The point is that these aren’t any old 17 and 19 digit numbers that I’m multiplying. They are carefully chosen to be 2-to-the-power-35 (2 multiplied by itself 35 times) and 2-to-the-power-42 (2 multiplied by itself 42 times), so multiplying them together gives 2 multiplied by itself 77 times. I can look these up in lists of powers of 2 on the Internet. But it’s a way of advertising the rest of the talk, and the key message that the logarithm of a product is the sum of the logarithms.

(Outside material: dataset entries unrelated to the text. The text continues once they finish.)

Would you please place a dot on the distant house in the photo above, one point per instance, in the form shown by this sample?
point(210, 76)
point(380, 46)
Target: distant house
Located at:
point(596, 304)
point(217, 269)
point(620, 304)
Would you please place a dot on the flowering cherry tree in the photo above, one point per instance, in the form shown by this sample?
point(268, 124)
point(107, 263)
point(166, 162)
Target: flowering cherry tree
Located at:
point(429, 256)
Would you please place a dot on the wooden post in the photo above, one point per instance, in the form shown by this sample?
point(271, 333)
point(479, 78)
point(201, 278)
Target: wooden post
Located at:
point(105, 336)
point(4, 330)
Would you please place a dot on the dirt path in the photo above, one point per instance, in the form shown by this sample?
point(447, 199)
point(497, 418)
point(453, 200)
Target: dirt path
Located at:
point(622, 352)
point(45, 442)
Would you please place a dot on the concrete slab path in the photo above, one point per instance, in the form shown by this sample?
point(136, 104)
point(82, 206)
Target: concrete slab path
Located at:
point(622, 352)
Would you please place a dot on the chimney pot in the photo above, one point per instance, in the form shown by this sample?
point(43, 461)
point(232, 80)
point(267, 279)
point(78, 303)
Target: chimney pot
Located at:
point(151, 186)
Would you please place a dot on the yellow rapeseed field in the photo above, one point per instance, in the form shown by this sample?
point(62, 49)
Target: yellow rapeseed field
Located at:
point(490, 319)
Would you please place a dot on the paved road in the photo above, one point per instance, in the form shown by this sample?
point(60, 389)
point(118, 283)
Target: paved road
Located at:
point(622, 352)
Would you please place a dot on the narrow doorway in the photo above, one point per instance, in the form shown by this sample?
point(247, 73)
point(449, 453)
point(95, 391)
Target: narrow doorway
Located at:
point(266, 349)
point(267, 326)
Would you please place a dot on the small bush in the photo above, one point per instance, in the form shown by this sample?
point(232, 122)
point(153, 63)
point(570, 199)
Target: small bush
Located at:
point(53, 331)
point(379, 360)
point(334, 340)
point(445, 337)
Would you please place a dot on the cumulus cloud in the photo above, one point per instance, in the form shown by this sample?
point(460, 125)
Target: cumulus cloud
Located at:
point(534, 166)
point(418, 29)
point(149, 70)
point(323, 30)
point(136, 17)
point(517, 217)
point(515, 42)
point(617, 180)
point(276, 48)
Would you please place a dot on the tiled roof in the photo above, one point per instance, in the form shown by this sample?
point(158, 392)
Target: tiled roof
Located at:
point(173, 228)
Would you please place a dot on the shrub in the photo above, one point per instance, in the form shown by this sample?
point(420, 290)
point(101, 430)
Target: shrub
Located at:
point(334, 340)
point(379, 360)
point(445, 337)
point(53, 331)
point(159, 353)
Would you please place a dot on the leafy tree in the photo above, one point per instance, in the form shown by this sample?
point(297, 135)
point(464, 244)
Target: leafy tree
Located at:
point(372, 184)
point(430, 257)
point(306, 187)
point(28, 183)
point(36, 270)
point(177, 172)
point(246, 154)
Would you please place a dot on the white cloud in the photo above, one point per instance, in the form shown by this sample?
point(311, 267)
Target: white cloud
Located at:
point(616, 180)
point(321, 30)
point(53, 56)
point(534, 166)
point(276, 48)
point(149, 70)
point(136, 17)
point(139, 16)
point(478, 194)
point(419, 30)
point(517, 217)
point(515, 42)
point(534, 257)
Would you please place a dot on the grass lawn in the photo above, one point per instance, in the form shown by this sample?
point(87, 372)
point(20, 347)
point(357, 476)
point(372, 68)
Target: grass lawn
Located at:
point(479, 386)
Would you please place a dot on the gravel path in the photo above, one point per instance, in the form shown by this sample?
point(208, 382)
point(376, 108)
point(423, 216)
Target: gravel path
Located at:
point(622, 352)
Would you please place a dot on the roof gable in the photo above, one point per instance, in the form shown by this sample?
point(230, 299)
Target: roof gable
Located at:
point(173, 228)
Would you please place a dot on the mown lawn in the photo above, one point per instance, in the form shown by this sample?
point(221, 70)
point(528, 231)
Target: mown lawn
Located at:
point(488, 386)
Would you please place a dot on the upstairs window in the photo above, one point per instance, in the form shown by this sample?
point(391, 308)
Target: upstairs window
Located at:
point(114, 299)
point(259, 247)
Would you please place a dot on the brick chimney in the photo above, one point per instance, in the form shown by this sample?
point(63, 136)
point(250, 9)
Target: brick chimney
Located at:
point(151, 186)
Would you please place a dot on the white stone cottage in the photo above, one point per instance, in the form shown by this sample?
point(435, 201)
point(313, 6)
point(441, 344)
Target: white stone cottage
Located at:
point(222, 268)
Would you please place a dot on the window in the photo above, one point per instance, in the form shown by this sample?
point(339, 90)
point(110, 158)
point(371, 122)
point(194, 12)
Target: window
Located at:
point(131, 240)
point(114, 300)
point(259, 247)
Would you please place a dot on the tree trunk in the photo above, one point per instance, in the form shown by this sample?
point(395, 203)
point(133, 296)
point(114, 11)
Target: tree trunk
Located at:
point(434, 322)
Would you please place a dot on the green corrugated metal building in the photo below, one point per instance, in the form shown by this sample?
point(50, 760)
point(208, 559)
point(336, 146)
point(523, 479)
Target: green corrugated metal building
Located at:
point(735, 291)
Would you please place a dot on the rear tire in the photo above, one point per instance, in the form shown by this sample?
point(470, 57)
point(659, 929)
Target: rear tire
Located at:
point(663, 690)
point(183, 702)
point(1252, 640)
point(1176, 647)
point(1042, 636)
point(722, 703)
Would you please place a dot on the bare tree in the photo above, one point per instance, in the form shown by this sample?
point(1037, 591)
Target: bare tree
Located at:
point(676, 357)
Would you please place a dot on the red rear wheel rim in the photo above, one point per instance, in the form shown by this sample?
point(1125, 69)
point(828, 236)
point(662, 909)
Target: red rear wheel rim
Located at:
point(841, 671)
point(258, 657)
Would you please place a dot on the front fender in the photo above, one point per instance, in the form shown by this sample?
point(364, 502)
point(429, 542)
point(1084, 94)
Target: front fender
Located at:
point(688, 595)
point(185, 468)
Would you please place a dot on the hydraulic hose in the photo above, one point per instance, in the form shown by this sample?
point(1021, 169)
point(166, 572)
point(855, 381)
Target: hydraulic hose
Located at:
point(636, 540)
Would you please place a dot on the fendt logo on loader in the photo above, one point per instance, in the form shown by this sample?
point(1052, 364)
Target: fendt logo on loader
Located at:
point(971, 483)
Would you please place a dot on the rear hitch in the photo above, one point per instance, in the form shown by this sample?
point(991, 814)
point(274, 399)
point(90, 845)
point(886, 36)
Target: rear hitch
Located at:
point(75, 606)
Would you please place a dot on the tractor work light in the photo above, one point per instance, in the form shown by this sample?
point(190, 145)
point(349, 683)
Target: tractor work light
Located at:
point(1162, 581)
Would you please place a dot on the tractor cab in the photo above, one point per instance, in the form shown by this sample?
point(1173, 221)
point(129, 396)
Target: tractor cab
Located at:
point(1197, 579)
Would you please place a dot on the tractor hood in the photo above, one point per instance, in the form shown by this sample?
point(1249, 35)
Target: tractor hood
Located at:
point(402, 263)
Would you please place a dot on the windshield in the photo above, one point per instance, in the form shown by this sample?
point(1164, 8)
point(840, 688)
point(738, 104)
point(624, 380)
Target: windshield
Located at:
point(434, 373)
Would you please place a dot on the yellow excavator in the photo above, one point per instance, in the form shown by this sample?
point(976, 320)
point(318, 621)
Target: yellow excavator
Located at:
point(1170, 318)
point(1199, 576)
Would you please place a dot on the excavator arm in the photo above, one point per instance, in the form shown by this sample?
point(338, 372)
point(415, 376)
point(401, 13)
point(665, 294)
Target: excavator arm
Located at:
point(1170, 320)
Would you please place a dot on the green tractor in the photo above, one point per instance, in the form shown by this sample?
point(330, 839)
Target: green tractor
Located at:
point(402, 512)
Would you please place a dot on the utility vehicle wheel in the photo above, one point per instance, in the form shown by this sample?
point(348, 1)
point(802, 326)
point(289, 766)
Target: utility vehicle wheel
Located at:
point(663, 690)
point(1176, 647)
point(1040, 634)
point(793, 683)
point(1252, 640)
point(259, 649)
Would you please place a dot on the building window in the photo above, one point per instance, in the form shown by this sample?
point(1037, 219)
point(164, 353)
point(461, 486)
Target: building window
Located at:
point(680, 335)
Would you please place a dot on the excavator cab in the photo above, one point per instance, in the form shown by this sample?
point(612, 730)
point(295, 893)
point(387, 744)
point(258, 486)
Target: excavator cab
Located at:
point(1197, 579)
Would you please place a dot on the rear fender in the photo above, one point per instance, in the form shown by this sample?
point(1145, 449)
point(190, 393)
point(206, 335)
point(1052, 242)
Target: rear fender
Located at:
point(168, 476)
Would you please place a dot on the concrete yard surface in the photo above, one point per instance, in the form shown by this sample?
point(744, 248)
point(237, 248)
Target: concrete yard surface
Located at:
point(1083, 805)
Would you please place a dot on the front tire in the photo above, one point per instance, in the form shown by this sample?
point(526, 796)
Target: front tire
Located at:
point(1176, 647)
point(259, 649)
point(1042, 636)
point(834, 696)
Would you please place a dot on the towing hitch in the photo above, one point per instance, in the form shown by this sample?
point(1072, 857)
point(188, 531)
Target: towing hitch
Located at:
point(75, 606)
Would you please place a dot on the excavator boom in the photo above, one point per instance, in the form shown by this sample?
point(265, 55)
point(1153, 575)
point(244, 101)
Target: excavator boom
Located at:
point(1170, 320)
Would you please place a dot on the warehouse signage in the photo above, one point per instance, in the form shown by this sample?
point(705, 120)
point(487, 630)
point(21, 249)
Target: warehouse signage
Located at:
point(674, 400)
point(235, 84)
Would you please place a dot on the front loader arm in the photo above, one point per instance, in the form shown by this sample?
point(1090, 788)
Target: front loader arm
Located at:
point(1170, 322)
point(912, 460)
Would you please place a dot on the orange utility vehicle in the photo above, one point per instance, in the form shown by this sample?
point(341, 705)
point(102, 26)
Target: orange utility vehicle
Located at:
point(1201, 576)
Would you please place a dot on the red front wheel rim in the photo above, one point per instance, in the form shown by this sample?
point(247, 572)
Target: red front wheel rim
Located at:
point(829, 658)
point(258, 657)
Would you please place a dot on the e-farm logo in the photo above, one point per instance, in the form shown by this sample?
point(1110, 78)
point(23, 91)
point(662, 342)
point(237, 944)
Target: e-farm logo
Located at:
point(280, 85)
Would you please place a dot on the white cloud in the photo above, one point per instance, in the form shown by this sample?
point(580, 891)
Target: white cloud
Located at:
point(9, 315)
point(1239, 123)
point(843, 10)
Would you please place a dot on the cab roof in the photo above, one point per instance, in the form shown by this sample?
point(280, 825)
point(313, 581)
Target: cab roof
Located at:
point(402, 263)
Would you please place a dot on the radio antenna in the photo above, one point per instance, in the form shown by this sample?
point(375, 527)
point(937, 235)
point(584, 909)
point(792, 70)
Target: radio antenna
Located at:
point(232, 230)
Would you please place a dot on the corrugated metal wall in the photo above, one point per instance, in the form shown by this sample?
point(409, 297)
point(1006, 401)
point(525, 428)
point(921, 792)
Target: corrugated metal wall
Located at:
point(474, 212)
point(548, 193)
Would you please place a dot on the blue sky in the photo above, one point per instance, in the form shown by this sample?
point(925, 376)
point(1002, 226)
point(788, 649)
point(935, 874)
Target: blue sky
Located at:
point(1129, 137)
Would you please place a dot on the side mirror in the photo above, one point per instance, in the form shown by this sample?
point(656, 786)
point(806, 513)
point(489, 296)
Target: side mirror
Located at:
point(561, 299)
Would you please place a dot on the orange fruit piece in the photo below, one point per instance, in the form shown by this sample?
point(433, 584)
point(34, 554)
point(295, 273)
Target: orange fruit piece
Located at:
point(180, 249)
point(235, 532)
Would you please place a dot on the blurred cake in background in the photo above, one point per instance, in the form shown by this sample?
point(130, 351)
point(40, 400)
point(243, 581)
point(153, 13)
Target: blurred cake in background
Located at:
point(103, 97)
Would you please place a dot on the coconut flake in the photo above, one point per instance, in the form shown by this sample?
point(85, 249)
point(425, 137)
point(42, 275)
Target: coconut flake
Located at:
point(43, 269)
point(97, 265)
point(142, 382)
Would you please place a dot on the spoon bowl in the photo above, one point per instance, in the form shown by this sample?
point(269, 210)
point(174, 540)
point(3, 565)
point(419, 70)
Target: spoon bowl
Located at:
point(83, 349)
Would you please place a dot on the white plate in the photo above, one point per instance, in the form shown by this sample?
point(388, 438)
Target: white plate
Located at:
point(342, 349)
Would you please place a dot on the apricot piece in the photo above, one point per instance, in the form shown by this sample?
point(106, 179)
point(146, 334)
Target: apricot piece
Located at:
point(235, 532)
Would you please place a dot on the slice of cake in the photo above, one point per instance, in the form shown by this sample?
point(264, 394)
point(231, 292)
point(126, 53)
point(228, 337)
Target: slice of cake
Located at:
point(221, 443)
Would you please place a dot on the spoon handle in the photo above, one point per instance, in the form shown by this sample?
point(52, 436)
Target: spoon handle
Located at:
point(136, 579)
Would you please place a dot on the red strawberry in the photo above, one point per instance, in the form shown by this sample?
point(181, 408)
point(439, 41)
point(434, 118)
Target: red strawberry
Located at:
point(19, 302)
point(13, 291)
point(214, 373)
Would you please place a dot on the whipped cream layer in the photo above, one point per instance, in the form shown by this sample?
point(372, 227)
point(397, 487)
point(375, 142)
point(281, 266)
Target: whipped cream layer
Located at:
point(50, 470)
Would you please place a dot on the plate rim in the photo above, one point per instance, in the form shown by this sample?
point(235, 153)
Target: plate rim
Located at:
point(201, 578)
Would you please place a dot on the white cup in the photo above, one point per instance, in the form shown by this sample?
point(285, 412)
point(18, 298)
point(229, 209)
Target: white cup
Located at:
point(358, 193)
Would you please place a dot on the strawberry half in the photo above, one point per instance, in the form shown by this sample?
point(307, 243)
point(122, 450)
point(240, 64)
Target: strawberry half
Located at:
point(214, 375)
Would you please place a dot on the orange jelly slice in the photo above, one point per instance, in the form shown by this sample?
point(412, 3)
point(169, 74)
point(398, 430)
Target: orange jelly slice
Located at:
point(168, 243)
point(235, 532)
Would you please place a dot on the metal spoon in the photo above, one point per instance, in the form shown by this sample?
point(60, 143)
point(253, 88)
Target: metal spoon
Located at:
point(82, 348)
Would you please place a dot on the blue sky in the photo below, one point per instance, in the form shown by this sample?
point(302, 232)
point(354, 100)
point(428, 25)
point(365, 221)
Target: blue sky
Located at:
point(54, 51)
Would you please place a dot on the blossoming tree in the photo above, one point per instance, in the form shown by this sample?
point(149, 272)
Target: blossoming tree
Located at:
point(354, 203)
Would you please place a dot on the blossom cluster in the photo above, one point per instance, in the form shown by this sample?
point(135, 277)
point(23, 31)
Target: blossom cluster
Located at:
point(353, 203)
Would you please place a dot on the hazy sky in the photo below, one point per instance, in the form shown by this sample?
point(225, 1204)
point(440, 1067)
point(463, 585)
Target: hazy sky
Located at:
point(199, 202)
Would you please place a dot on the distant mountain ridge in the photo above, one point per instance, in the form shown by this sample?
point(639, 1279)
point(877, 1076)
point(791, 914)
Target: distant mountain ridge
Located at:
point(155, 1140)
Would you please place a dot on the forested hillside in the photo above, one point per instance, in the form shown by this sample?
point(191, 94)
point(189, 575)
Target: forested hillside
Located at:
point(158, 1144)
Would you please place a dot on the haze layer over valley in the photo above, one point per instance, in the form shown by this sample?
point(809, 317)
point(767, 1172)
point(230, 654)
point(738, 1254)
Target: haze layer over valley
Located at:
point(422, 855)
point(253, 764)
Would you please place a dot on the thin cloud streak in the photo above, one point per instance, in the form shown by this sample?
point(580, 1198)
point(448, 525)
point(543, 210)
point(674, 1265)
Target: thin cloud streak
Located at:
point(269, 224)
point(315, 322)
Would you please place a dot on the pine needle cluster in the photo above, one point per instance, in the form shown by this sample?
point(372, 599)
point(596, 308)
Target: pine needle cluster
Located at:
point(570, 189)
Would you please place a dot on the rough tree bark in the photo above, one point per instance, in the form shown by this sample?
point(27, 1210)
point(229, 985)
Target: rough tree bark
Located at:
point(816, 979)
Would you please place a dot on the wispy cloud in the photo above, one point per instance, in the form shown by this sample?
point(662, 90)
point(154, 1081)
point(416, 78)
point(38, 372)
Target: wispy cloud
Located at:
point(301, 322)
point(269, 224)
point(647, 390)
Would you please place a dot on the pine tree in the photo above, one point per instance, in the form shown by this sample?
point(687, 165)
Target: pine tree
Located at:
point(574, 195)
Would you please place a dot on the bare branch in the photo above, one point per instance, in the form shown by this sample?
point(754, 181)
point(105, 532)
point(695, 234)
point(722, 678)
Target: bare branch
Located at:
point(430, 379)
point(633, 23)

Of course, most numbers won’t be of this special form, so this trick won’t generally work. But it’s worth noticing that you can use similar tricks to approximate the answer to a high degree of precision on a calculator: writing the numbers in standard form pulls out powers of 10 that you can combine together easily, while dealing with the leading digits using the calculator itself. And really it was just a way to start people thinking.
So, definitely I think it’s worth considering the use of Malcolms when you try to communicate with a general audience. Obviously they need to be based on something - you can’t just lie! And perhaps if I’d known that the example would be seen by 6 million people I might have had second thoughts (I’d certainly have tried to “um” and “ah” less in speaking, and tried to make my shirt look less crumpled!).
But I don’t think we should apologise for trying to make our subject more interesting. If some small percentage of the Instagram viewers go on to watch parts of a maths lecture they would never have touched with a bargepole then I think that’s a reasonable result.
Anyway, there’s only one way for you to decide: you’ll need to watch the YouTube video yourself.
A hook is fine to motivate the science, but you've got to be careful with that. I've put down many science books from scientists whose work I really like - most recently Nowak Super Cooperators - because it is all 'human interest' and no science. I don't need to hear about what the author had for breakfast on the day that he went to visit a collaborator. If I want to read about breakfast, I'll read Proust. When I find myself skimming through it looking for science, that's when I put the book down.
Fascinating to see "Malcolms" given a name! I'd sort of figured this out organically from my newsletter. Most of my posts now start with some sort of anecdote, often only tangentially related to the main argument I want to make. And I always make sure I've got a grabby opening line. And I absolutely don't think there's anything wrong with writing this way - as you're getting more eyeballs on what you're ultimately trying to say. My view now is basically unless I can see the headline/hook I won't bother writing the piece, as no one will read it.